4.3.4. Oversubscription

The preceding examples of 2-tier fat trees (Figure 64 and Figure 65) assume a non-blocking configuration and have a 1:1 subscription. Subscription is the ratio between the total bandwidth above and below a given tier. In the examples, every switch within the leaf tier supports 9.6 Tbps worth of SuperNIC links and 9.6 Tbps worth of ISLs to the spine tier. This results in a ratio of 1:1. If the SuperNIC link bandwidth were to exceed the ISL bandwidth the ratio would increase from unity, resulting in an oversubscribed fabric.

While a wide range of subscription ratios could be considered valid from a topological standpoint, the desire to fully utilize equipment and the fact that switches generally offer even port counts can limit oversubscribed ratios to integer values.

Consider a 2:1 oversubscribed 2-tier fat tree using only native links as shown in the following figure.
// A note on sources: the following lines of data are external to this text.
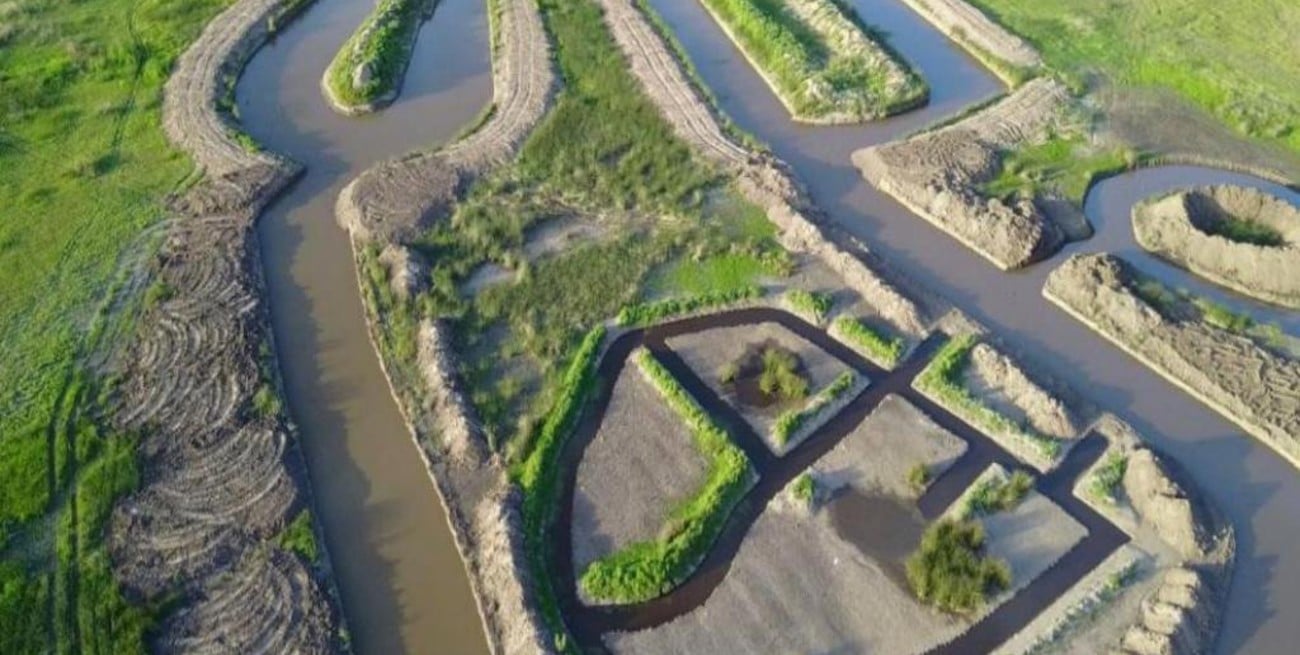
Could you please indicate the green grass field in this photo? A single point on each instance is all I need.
(1236, 60)
(83, 172)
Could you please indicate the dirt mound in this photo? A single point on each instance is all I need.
(999, 381)
(395, 200)
(267, 604)
(763, 179)
(221, 475)
(1187, 228)
(1248, 384)
(937, 176)
(967, 25)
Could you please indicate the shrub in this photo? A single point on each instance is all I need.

The switches in the leaf tier provide 32 SuperNIC links and only 16 ISLs to the spine tier. Since all links are of equivalent bandwidth, this results in a 2:1 ratio of bandwidth across the leaf tier. Though we have introduced a blocking configuration, and therefore a potential performance penalty, the number of endpoints connected to each leaf switch has increased by a third, allowing for a maximum of 1536 total endpoints. If the SuperNIC links were also subdivided, the maximum allowable endpoints would once again double, allowing up to 3072 endpoints.
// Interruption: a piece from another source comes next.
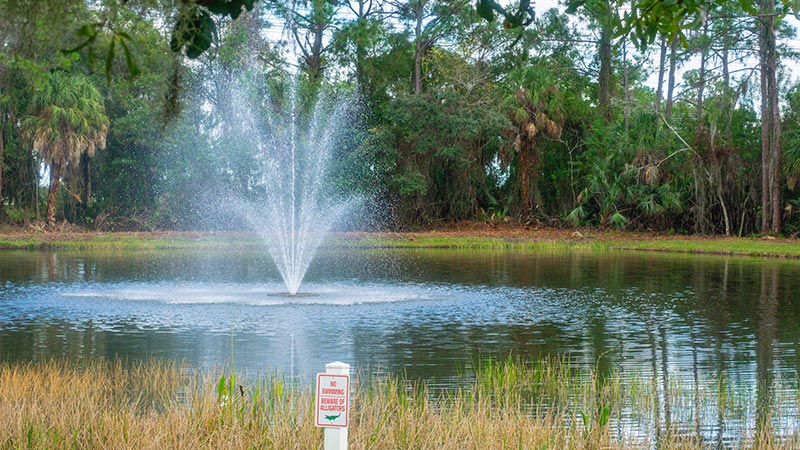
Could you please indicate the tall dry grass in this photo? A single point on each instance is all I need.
(546, 405)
Figure 66. 2:1 Oversubscribed 2-Tier Fat Tree
2:1 Oversubscribed 2-Tier Fat Tree


In practice, the cost-benefit analysis of oversubscription is not as simple as more endpoints, more bottlenecks/congestion. The traffic patterns of many applications exhibit large streams between adjacent or nearby endpoints, resulting in a higher concentration of inner-switch messages than inter-switch messages. Depending on the traffic pattern of the applications in question, a 2:1 oversubscription value may not meaningfully impact performance through congestion at the leaf switches. Such an oversubscribed fabric also uses less equipment per endpoint than a perfectly subscribed configuration, thus affecting the cost-per-endpoint metric.
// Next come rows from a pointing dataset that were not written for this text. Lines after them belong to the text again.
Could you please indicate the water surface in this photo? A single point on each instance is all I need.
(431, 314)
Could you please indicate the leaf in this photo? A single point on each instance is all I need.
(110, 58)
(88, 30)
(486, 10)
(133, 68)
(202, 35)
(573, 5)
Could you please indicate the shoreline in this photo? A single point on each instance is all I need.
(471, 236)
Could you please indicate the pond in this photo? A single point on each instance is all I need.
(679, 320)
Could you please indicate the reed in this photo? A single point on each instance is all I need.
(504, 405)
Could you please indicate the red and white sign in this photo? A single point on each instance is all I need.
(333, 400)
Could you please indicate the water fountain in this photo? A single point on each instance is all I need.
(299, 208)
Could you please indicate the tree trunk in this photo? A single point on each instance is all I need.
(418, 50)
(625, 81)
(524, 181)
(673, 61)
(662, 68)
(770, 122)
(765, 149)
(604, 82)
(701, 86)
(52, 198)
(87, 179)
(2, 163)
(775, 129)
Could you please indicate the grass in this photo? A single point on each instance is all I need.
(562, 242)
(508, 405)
On the other hand, if the traffic pattern of the applications in question results in frequent messages between all endpoints, for example when using MPI collective operations, oversubscription can significantly impact performance. In such cases, the bottlenecks created at the leaf tier can lead to increased latency and reduced effective bandwidth as messages queue for transmission across the limited ISLs to the spine tier. This congestion can be particularly problematic for latency-sensitive applications where even small delays can cascade into substantial performance degradation.

The decision to implement an oversubscribed fabric requires careful consideration of the expected workloads, the performance requirements, and the cost constraints of the deployment. In many high-performance computing environments, a compromise is often reached where a moderate level of oversubscription is accepted to balance performance needs with practical resource limitations.